この5選手のうち前節の町田戦に出場したのはFWのルカオのみとなっているようにこの夏に獲得した選手達が欠かせない戦力になっているかというと少し微妙なところがあると思います。

さて鹿児島の数字紹介に参りましょう。全部で3つです。

1.山口戦は勝利することになっている!? 〜ホームとアウェイの成績比較〜
2.残留に必要な得点力 〜得点と失点について〜
3.鹿児島の歴史を知る男 赤尾公  〜山口に対して相性の良い選手紹介〜

まずはホームとアウェイの成績の違いについてです。鹿児島の今シーズンのホームとアウェイの成績を比べるとかなりの差があることが分かります。
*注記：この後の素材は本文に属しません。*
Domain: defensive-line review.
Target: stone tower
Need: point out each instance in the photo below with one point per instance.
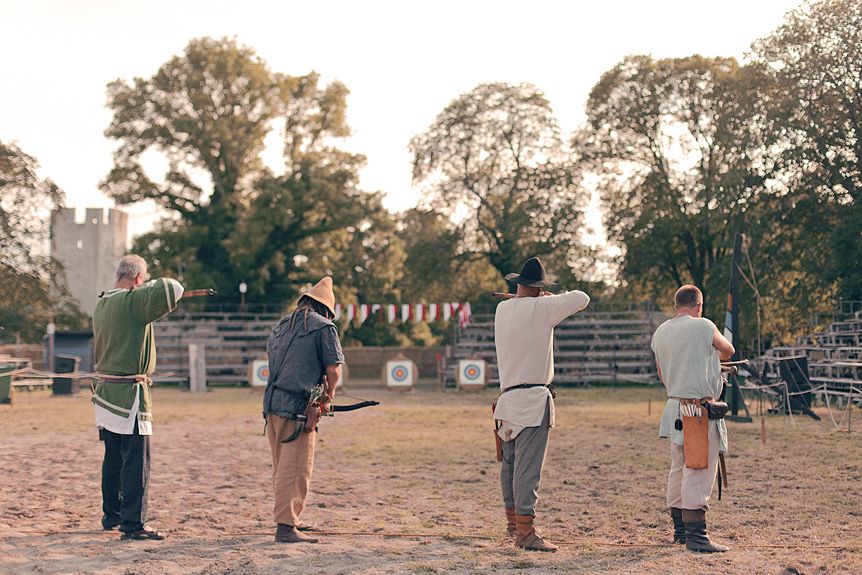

ホームでは7勝10敗の勝ち点21(リーグ17位),アウェイでは2勝4分12敗の勝ち点10(リーグ22位)となっています。ホーム戦の方が1試合少ないにも関わらず倍の勝ち点を稼いでいます。

残留のためには苦手なアウェイで勝ち点を稼ぐよりもホームでどれだけ積んでいけるのかがカギになるはずです。なぜなら残り7試合のうち4試合がホームでの試合になり,延期されている岐阜との直接対決もホームで行われるからです。ちなみにホームの4試合では山口・岐阜・岡山・水戸と対戦します。

また,今シーズンここまでの鹿児島のホーム戦の流れを見ていくとこの山口戦は勝利する可能性が高いことが分かります。それはなぜか・・。
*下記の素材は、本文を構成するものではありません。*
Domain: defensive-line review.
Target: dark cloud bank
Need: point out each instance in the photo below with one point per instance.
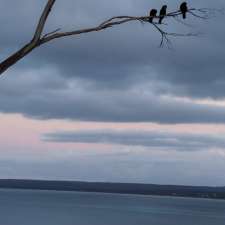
(118, 75)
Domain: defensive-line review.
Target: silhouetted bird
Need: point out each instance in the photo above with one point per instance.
(162, 13)
(184, 9)
(152, 14)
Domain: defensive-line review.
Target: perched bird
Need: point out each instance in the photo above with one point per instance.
(162, 13)
(152, 14)
(184, 9)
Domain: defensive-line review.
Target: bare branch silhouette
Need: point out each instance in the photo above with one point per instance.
(39, 38)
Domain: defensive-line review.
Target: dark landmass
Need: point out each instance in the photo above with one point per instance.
(121, 188)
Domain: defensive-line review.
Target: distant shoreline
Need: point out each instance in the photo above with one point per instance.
(116, 188)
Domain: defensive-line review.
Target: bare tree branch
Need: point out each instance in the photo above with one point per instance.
(43, 20)
(40, 39)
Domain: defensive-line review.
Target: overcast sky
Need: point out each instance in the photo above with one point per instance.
(112, 105)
鹿児島の今シーズンホーム6試合目の4月21日の琉球戦から2連勝→2連敗→2連勝→2連敗の流れが続いているからです。この連勝連敗の流れが3回も続いています。次の流れに入るとすると4回目になります。

この山口戦はどのような状況で迎えるかというと,上の直近5試合の成績の画像を見てもらって分かる通り山形戦・京都戦と連敗しています。したがって山口戦から連勝の流れが再び始まることが予想できるわけです。

これはオカルト強めの話で信じるか信じないかはあなた次第という感じなのですが,こういったことを知って試合を観るのもまた面白いのではないかと思うのです。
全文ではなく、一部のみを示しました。